IX – comprovar a eficácia e a eficiência da gestão orçamentária, financeira e operacional;

X – assinar o Relatório de Gestão Fiscal em conjunto com o Diretor-Presidente da Fundação Educacional e, também, com o responsável pela administração financeira do ente.

XI – verificar se os empréstimos e financiamentos vêm sendo pagos tal qual previsto nos respectivos contratos;

XII – analisar se as despesas dos oito últimos meses do mandato da Diretoria Executiva têm cobertura financeira, o que evita, relativamente a esse período, transferência de descobertos Restos a Pagar para o próximo gestor;

XIII – verificar se está sendo providenciada a recondução da despesa de pessoal e da dívida consolidada a seus limites fiscais;

XIV – constatar se está sendo satisfeito o limite para gastos totais da Fundação Educacional;

XV – verificar a fidelidade funcional dos responsáveis por bens e valores púbicos;

XVI – prestar informações ao Diretor-Presidente sobre o andamento e os resultados das ações e atividades de sua unidade, bem como sobre possíveis irregularidades encontradas no âmbito da Fundação Educacional;

XVII – Executar demais atividades que venham a ser exigidas por legislação superior e determinadas pela Presidência, relativas à controladoria interna.

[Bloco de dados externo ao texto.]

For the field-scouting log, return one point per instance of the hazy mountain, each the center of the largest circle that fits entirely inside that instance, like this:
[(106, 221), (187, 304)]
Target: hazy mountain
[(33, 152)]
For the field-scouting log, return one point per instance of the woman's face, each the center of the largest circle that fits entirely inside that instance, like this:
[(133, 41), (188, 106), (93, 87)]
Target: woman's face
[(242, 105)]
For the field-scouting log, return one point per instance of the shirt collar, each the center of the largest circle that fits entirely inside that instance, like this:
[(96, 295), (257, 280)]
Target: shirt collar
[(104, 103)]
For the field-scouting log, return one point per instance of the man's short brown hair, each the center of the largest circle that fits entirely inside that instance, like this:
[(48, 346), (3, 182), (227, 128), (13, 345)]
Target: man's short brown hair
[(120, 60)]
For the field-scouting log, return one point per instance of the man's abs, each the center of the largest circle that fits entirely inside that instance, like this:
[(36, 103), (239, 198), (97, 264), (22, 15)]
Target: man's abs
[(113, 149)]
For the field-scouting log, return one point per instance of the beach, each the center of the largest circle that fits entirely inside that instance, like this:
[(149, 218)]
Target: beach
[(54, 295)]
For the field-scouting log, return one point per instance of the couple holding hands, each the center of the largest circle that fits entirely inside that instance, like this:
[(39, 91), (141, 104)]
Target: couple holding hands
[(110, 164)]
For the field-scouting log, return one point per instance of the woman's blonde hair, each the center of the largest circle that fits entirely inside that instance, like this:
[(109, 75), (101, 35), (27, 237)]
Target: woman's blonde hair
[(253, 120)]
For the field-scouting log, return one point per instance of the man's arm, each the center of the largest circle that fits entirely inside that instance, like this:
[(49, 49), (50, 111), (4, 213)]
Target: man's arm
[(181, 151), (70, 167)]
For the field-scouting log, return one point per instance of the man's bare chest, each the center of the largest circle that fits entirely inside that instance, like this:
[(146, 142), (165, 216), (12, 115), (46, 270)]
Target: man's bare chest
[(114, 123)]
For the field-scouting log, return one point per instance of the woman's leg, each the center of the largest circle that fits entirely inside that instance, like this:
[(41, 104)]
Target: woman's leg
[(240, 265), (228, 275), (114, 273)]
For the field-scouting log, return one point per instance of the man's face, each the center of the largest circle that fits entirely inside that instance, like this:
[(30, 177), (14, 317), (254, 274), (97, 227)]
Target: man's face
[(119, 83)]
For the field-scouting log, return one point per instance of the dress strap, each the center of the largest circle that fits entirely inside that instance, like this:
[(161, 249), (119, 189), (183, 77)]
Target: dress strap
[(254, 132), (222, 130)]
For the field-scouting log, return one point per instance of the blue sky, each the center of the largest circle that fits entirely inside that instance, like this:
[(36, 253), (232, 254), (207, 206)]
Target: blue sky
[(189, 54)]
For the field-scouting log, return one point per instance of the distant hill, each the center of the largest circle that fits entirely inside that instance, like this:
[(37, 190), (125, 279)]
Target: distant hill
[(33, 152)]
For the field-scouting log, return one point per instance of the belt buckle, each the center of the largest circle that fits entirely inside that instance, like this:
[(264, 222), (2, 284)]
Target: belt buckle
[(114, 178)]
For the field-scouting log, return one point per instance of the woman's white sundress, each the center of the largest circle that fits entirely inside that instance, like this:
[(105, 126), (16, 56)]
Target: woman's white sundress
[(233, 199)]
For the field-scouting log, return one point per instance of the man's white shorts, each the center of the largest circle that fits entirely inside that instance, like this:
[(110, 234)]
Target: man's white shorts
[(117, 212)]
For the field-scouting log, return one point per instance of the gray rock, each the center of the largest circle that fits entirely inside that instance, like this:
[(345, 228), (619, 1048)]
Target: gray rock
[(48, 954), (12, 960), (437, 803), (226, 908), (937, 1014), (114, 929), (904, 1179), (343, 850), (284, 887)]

Art. 6°. O Controle Interno deve elaborar durante o exercício relatórios periódicos da auditoria interna realizada:

I – Mensal;

II – Quadrimestral;

III – Eventual, quando necessário.

Art. 7°. A redação do relatório da auditoria interna deve ser:

I – Clara e simples: a informação deve ser revelada de forma objetiva, simplificada, em linguagem de fácil compreensão, sem explicações exaustivas, possibilitando a qualquer pessoa entendê-la, ainda que não versada na matéria. Quando necessário, os termos técnicos serão esclarecidos em nota de rodapé;

II – Precisa: a informação deve estar livre de incertezas; não deve expor dúvidas ou obscuridades que causem interpretações diversas das pretendidas;

III – Oportuna: a informação deve ser divulgada em tempo hábil para que as medidas corretivas sejam tempestivas e, portanto, efetivas;

IV – Imparcial: a informação deve ser fiel aos fatos, com neutralidade; sem emissão de juízo de valor;

V – Completa: embora objetiva e concisa, a informação deve estar inteira, acabada, terminativa, sem omissões ou supressões;

VI – Conclusiva: a informação deve permitir a formação de opinião sobre os fatos relatados;

VII – Construtiva: a informação deve expressar providências para melhorar a gestão financeira e operacional da Fundação Educacional. Não se deve utilizar expressões duras, ofensivas, adjetivadas, tampouco comentários desnecessários, inoportunos ou depreciativos.

Art. 8°. A Fundação Educacional garantirá condições ao pleno desenvolvimento das funções do sistema de Controle Interno.

Art. 9°. As despesas decorrentes da execução desta Lei correrão por conta das dotações orçamentárias próprias, suplementadas se necessário.

Art. 10. Esta Lei entra em vigor na data de sua publicação.

São José do Rio Pardo, 14 de julho de 2025.